For the Transition Period Ended:____________________________________.

         Nothing in this form shall be  construed  to imply that the Commission
has verified any information contained herein.

         If the  notification relates to a portion of the filing checked above,
identify the Item(s) to which the notification relates:_______________________

- -------------------------------------------------------------------------------


                         Part I - Registrant Information

Full Name of Registrant:    MicroLeague Multimedia, Inc.

Former Name If Applicable:______________________________

Address of Principal Executive Office (Street and Number):    750 Dawson Drive
                                                              ----------------
City, State and Zip Code:    Newark, Delaware  19713
                             -----------------------


                       Part II - Rules 12b-25 (b) and (c)

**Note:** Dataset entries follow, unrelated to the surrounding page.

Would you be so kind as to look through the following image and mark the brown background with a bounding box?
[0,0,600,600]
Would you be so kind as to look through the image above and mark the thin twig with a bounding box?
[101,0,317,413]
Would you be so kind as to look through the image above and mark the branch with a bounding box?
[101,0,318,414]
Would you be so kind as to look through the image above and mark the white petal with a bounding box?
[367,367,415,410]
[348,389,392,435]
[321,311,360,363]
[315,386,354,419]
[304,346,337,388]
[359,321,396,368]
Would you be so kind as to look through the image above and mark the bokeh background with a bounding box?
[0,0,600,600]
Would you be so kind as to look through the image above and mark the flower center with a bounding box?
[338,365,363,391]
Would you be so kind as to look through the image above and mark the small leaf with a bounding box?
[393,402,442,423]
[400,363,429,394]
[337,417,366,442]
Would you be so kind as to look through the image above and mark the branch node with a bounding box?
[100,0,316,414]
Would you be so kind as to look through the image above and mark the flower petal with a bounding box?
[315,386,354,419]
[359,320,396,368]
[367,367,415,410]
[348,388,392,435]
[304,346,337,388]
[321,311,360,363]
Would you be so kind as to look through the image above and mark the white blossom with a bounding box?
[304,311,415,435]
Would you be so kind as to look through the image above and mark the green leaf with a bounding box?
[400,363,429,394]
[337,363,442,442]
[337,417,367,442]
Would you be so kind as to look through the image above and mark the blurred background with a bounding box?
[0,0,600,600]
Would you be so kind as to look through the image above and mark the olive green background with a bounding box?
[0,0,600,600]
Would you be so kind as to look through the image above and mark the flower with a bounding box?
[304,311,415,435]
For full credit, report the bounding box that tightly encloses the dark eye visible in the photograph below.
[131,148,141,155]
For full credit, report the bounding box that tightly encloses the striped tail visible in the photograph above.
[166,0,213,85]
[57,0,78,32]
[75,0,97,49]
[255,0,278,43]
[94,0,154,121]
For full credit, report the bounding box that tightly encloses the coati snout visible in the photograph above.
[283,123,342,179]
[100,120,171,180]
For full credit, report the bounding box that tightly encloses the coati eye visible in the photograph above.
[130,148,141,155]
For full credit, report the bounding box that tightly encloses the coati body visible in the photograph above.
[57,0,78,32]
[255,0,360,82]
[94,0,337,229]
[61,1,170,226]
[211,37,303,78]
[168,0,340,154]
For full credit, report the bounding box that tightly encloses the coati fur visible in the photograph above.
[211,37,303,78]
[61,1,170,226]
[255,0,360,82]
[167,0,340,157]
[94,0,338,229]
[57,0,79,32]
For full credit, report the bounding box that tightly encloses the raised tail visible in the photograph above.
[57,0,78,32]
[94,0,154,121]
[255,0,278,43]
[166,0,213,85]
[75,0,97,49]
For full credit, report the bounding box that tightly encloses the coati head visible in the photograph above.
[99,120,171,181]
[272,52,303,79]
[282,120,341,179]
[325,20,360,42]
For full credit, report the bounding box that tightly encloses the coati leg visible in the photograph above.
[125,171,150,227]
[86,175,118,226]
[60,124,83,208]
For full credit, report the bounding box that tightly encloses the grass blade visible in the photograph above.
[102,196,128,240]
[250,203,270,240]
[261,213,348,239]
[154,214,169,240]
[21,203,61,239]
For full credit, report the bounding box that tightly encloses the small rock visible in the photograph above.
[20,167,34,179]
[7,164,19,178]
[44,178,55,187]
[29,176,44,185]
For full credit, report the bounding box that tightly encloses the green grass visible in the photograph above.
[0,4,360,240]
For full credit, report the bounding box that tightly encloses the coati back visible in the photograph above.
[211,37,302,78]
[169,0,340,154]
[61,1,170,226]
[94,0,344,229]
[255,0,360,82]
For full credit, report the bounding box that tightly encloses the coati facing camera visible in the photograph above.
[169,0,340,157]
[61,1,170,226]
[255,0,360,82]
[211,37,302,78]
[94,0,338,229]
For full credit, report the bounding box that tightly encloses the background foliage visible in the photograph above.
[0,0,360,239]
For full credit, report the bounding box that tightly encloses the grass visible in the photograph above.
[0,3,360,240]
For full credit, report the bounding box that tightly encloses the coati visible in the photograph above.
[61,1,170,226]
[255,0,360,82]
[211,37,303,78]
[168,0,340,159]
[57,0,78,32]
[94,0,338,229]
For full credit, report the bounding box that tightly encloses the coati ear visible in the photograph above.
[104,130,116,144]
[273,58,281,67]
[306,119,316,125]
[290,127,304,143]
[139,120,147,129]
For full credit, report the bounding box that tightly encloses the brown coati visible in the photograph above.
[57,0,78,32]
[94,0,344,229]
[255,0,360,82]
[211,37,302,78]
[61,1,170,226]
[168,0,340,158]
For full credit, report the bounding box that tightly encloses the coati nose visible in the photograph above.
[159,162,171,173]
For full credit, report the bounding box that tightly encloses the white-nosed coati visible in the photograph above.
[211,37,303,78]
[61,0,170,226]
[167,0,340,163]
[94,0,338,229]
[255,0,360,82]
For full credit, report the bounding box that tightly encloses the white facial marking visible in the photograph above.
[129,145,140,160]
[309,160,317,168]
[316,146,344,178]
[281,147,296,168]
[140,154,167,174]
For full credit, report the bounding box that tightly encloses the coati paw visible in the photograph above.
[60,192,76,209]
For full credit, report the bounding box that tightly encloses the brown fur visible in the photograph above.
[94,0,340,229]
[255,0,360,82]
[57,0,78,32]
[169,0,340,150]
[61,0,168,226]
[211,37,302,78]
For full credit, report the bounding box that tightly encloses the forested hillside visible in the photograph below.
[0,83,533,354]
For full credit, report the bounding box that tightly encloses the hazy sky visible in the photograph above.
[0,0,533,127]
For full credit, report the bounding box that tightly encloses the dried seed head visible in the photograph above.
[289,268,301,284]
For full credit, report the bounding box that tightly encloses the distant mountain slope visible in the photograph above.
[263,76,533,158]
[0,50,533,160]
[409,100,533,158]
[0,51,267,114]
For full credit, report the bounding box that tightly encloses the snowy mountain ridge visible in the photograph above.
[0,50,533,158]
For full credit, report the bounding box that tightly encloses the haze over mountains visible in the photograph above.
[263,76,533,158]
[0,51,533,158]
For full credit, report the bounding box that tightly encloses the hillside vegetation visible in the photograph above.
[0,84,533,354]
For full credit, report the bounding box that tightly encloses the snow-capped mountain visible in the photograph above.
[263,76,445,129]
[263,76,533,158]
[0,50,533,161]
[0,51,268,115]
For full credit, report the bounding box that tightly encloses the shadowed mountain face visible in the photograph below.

         If the subject report could not be filed without unreasonable effort
or expense and the registrant seeks relief pursuant to Rule 12b-25(b), the
following should be completed. (Check appropriate box)

[X]      (a)   The reasons described in reasonable detail in Part III of this
               form could not be eliminated without unreasonable effort or
               expense;

[X]      (b)   The subject annual report,  semi-annual report, transition
               report on Form 10-K, 20-F, 11-K or Form N-SAR, or portion thereof
               will be filed on or before the 15th calendar day following the
               prescribed due date; or the subject quarterly report or
               transition report on Form 10-Q, or portion thereof will be filed
               on or before the fifth calendar day following the prescribed due
               date; and

[  ]     (c)   The accountant's statement or other exhibit required by Rule
               12b-25(c) has been attached if applicable.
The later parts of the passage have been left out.